Assessing risk for QTc interval prolongation in a thorough QTc study is a standard recommendation when evaluating new chemical entities. As part of the clinical development program for odanacatib, an oral selective inhibitor of cathepsinK previously in development for the treatment of osteoporosis, 2 clinical studies in healthy subjects assessed pharmacokinetics and overall safety (including potential for delayed ventricular repolarization) of a supratherapeutic dose. In study 1, subjects received a supratherapeutic dose regimen of odanacatib (300mg on day 1, then daily multiple doses of 25mg to day 21) or placebo. In study 2 (days 1-4), subjects received the odanacatib supratherapeutic dose regimen or moxifloxacin (positive control, single 400-mg dose on day 4; matching placebo for odanacatib/moxifloxacin) or placebo. All doses were administered with a high-fat meal. In study 1 (N = 12), the supratherapeutic dosing regimen achieved exposure ∼3.5-fold of the proposed therapeutic dose (50mg once weekly) and was sufficiently well tolerated to permit assessment in the thorough QTc study (study 2). In study 2 (N = 116), the primary objective was placebo-corrected change from baseline in QTcF interval (Fridericia's correction), assessed by replicate electrocardiograms (12-lead Holter recordings; days -1 through 7).
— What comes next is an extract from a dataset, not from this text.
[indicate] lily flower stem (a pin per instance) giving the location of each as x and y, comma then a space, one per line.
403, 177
Supratherapeutic odanacatib dosing was not associated with increased risk of prolonged QT interval, unlike moxifloxacin (confirming assay sensitivity). Pooled safety data across both studies suggested that the safety profile of odanacatib at high exposures was similar to placebo, with a small clustering of oral cavity adverse events. Odanacatib was not associated with increased risk of prolonged QT interval.